The DSMB praised the HVTN team on their efforts in conducting the trial and thanked those that participated. NIAID and the HVTN 702 study team are working on a thorough analysis of the study data in order to guide future vaccine developments. The findings will be disseminated to the public as soon as possible.
The DSMB’s recommendation is to stop further vaccinations but keep participants in the study for follow-ups.
According to the IAS, three other studies are being conducted, investigating various prime-boost regimens. The front runner is a vaccine made by Janssen Vaccines & Prevention BV. The company is conducting a study in 2 600 adult women in South Africa and other sub-Saharan Africa countries.
Other parallel vaccine studies involve participants in Switzerland, the United States, Peru and Brazil.
The IDM’s Professor Graeme Meintjes, occupant of the Department of Science and Technology / National Research Foundation SARChI Chair in Poverty-Related Infections, said that while the outcome was a huge disappointment for the participants, research teams and scientists knew from the start that this was one of the possible outcomes as the trial had set out to answer the question of whether the vaccine was effective and safe.
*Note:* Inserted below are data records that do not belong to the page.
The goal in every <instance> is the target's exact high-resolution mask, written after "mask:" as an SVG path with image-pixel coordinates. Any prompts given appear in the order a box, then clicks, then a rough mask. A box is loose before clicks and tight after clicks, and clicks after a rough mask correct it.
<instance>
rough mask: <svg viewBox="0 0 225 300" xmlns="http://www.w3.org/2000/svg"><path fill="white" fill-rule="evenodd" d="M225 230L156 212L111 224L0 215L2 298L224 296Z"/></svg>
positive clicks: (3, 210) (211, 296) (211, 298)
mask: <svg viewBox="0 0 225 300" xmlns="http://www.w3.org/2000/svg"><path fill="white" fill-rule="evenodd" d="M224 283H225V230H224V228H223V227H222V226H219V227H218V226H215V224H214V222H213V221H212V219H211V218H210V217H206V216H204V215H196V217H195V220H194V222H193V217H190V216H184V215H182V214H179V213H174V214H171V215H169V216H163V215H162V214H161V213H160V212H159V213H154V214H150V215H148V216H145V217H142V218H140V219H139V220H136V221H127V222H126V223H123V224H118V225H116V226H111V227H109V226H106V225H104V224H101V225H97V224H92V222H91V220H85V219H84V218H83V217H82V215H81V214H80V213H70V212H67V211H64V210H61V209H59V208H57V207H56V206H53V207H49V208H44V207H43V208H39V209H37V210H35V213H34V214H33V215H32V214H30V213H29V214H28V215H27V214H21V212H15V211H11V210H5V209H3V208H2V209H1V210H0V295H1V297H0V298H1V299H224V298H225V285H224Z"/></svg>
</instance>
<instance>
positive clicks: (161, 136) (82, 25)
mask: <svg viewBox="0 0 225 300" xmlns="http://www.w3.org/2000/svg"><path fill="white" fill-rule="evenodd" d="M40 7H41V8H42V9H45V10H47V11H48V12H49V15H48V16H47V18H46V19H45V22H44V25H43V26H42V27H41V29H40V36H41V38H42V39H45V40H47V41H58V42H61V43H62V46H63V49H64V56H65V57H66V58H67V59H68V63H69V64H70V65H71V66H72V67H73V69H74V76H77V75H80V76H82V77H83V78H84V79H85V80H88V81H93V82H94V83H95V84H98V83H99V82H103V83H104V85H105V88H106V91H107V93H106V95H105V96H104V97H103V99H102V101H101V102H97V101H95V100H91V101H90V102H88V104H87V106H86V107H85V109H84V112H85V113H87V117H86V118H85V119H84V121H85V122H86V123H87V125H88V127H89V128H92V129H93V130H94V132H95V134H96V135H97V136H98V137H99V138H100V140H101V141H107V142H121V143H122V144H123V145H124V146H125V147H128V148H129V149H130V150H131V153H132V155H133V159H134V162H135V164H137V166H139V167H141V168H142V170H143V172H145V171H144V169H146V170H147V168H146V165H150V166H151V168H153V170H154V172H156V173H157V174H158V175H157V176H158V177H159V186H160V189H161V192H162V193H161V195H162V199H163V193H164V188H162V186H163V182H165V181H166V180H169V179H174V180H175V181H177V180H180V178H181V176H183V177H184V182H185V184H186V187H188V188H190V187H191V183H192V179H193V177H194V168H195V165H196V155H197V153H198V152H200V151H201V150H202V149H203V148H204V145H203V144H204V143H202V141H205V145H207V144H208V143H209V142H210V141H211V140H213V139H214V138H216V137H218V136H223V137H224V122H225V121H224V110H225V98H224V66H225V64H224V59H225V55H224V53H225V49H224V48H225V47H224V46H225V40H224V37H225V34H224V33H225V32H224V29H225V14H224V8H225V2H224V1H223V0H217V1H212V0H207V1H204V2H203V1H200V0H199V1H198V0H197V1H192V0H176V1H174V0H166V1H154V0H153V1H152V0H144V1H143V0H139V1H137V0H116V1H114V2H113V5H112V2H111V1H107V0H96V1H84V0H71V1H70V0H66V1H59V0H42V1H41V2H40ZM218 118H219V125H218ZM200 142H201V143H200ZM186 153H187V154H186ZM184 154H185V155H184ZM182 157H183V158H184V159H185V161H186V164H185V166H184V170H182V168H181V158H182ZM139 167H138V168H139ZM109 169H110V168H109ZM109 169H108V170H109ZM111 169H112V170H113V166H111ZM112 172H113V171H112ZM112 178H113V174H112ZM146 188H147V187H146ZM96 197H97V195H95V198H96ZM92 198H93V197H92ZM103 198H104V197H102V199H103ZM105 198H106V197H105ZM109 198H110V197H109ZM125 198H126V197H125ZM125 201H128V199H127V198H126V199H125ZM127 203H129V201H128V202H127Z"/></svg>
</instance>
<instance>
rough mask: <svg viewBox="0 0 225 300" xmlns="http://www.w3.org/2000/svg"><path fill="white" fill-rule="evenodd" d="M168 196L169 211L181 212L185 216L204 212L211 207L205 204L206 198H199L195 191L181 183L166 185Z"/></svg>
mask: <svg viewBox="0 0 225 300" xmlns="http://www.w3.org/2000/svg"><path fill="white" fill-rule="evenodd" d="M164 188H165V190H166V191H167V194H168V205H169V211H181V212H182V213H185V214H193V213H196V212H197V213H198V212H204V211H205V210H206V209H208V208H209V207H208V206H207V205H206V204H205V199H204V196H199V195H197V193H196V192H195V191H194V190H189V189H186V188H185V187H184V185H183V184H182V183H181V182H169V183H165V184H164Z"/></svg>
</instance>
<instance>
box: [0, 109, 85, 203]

“We have definitively answered these questions in this extraordinarily large and complex clinical trial that has been conducted to the highest scientific standards. I would particularly like to acknowledge all the participants at our site in Khayelitsha and across the country,” he said.
“While this particular vaccine will not be taken forward, there are many important lessons that will be learnt from the information and samples that have been collected from them in this trial that will inform future efforts to prevent HIV with a biomedical intervention.”
“The path ahead is clear: we must, and will, redouble our efforts to tackle the scourge of HIV or AIDS through world-class research.”
UCT’s IDM director Professor Valerie Mizrahi said she was particularly proud of the study team.
“[They] must be commended on the exemplary way the trial has been conducted, and the research sites and study participants acknowledged for their unwavering commitment to finding new ways to control the HIV epidemic through scientific research,” she said.
“I especially wish to acknowledge the [occupant of the] HVTN 702 Protocol Co-chair, Professor Linda-Gail Bekker, and the outstanding team of researchers at UCT for their key contributions to this and other studies. The path ahead is clear: we must, and will, redouble our efforts to tackle the scourge of HIV or AIDS through world-class research.
“The magnitude of the epidemic that is ravaging our communities demands nothing less.”